If you thought the communications revolution happened in the last century, think again. A seismic shift is under way that’s likely to reshape the world of business. That shift is called externalization, which virtually every company today is involved in.

If you thought the communications revolution happened in the last century, think again. A seismic shift is under way that’s likely to reshape the world of business.

That shift is called externalization, which virtually every company today is involved in.

Externalization basically refers to sharing resources (business and technical) with partners, suppliers, channels and customers. Specifically, by streamlining business-to-business processes and reducing the effective latency of business-to-business communications, externalization dramatically is changing business dynamics in ways that are only beginning to become apparent.

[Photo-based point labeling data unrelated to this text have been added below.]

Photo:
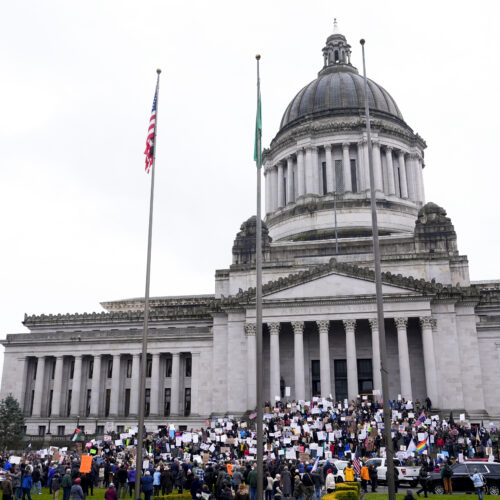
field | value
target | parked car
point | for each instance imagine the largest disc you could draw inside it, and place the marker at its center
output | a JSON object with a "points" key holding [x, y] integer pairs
{"points": [[461, 481]]}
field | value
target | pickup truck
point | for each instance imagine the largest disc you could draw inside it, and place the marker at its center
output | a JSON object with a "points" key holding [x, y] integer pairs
{"points": [[407, 474]]}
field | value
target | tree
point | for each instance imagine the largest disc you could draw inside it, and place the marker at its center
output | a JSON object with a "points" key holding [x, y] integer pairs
{"points": [[11, 424]]}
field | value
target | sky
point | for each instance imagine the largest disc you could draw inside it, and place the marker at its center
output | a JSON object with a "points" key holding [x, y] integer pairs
{"points": [[76, 91]]}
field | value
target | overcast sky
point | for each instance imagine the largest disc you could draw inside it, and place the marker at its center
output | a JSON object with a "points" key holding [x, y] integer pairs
{"points": [[76, 91]]}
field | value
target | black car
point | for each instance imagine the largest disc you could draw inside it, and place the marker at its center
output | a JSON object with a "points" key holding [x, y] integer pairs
{"points": [[461, 479]]}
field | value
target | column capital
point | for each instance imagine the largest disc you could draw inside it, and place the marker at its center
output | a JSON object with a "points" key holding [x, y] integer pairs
{"points": [[250, 329], [426, 321], [323, 325], [401, 322], [274, 328], [349, 325]]}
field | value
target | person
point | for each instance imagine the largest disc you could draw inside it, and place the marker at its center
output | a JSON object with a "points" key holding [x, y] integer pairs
{"points": [[409, 495], [147, 485], [55, 485], [7, 490], [330, 481], [478, 480], [446, 475], [422, 479], [76, 491], [372, 471], [365, 477], [27, 483], [66, 484], [111, 493]]}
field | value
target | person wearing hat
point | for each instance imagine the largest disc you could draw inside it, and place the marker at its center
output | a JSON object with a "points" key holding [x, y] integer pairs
{"points": [[76, 491]]}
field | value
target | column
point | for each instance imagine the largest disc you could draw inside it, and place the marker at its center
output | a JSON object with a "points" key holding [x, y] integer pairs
{"points": [[377, 167], [274, 361], [290, 194], [362, 168], [174, 391], [324, 359], [427, 323], [377, 376], [96, 386], [404, 358], [402, 174], [250, 329], [155, 384], [135, 384], [267, 180], [75, 388], [390, 171], [115, 386], [195, 380], [315, 170], [346, 168], [352, 361], [301, 181], [298, 360], [57, 388], [308, 170], [39, 385], [329, 168]]}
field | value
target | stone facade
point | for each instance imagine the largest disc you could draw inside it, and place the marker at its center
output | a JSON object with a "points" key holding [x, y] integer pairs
{"points": [[320, 334]]}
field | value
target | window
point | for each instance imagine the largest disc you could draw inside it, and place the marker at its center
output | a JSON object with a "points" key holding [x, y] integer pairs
{"points": [[107, 403], [166, 404], [187, 402], [147, 402], [87, 402], [365, 376], [315, 377], [354, 176], [339, 177], [340, 369], [68, 403], [51, 395], [127, 402], [323, 174], [168, 367]]}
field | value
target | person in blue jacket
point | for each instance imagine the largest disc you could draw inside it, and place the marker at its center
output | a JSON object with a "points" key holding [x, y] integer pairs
{"points": [[147, 485]]}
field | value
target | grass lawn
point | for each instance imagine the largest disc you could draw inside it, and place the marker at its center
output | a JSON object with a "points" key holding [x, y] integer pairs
{"points": [[455, 496]]}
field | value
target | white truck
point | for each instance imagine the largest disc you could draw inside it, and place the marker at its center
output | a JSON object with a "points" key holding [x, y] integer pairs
{"points": [[408, 474]]}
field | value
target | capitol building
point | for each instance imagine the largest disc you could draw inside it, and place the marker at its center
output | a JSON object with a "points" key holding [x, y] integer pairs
{"points": [[320, 333]]}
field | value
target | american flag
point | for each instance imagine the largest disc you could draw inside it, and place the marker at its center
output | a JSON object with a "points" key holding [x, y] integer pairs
{"points": [[151, 132], [355, 462]]}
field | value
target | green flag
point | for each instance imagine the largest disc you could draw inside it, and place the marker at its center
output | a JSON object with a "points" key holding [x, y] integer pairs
{"points": [[258, 131]]}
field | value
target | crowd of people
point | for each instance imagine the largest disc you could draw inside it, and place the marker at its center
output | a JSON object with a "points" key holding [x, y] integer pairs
{"points": [[303, 440]]}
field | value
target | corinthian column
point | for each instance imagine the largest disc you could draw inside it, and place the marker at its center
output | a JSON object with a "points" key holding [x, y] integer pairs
{"points": [[404, 358], [324, 358], [274, 361], [352, 360], [298, 358]]}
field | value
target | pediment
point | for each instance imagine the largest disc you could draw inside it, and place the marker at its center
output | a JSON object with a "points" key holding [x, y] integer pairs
{"points": [[335, 285]]}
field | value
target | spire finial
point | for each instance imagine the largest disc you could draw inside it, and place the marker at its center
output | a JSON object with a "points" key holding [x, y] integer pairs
{"points": [[335, 26]]}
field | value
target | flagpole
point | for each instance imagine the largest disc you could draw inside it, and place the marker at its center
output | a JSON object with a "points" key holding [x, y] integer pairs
{"points": [[142, 386], [380, 302], [258, 304]]}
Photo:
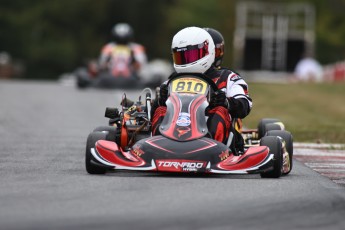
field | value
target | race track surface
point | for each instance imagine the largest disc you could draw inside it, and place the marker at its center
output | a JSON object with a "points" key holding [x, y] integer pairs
{"points": [[44, 185]]}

Some history: Back in the ’90s, organizations that wanted to share data with business partners, suppliers and customers needed a custom-built network (leased lines, frame relay or ATM) augmented with special-purpose applications such as electronic data interchange software. Such networks provided security, reliability and transactional integrity – meaning that system-to-system transactions were possible across the network.

This meant that business-to-business supply chains were limited to companies that could justify the expense of owning and operating such networks – a fairly elite bunch of players, including big banks and massive manufacturers such as General Motors. The rest of us made do with faxes and FedEx.

IP – and specifically, the Internet – changed all that. For the first time, even the smallest organizations were connected to the network. The problem was (and to a certain extent, continues to be) that reliability, security and performance of the connection can be questionable. That’s changing. Technologies such as Multi-protocol Label Switching provide network-layer quality of service, while Secure Socket Layer and IPSec-based VPNs ensure privacy. Finally, emerging technologies such as XML and SOAP can begin to provide integrity at the transaction level.

The upshot is that someday in the not-too-distant future, we can expect a network that’s as secure and reliable as the private networks of yore – but as ubiquitous as the Internet.

When such a network arrives, the implications will be profound and far-reaching. Specifically, it will increase the speed at which business can be conducted, lower the effective cost and diminish the importance of geography.

This doesn’t sound too exciting, but consider that business size is important today primarily because it signifies capital accumulation. Capital provides a major competitive differentiator because very often the easiest way to get something done quickly is to throw money at it. Quite simply, the reason your corner hardware store can’t compete with say, Boeing is primarily because it doesn’t have the capital to support an in-house research and development staff, build manufacturing plants, and the like.

But what if your corner hardware shop could line up a contract with an independent engineering group online, arrange for financing and purchase time in a manufacturing facility – all within minutes of an airline RFP hitting the street? In theory, your local hardware shop could now compete with Boeing – and win. In other words, effective externalization minimizes the benefit of being a large, capital-rich company.

I’m glossing over a lot of issues here. But you get the idea: Externalization effectively lets business processes occur at warp speed – and that changes everything.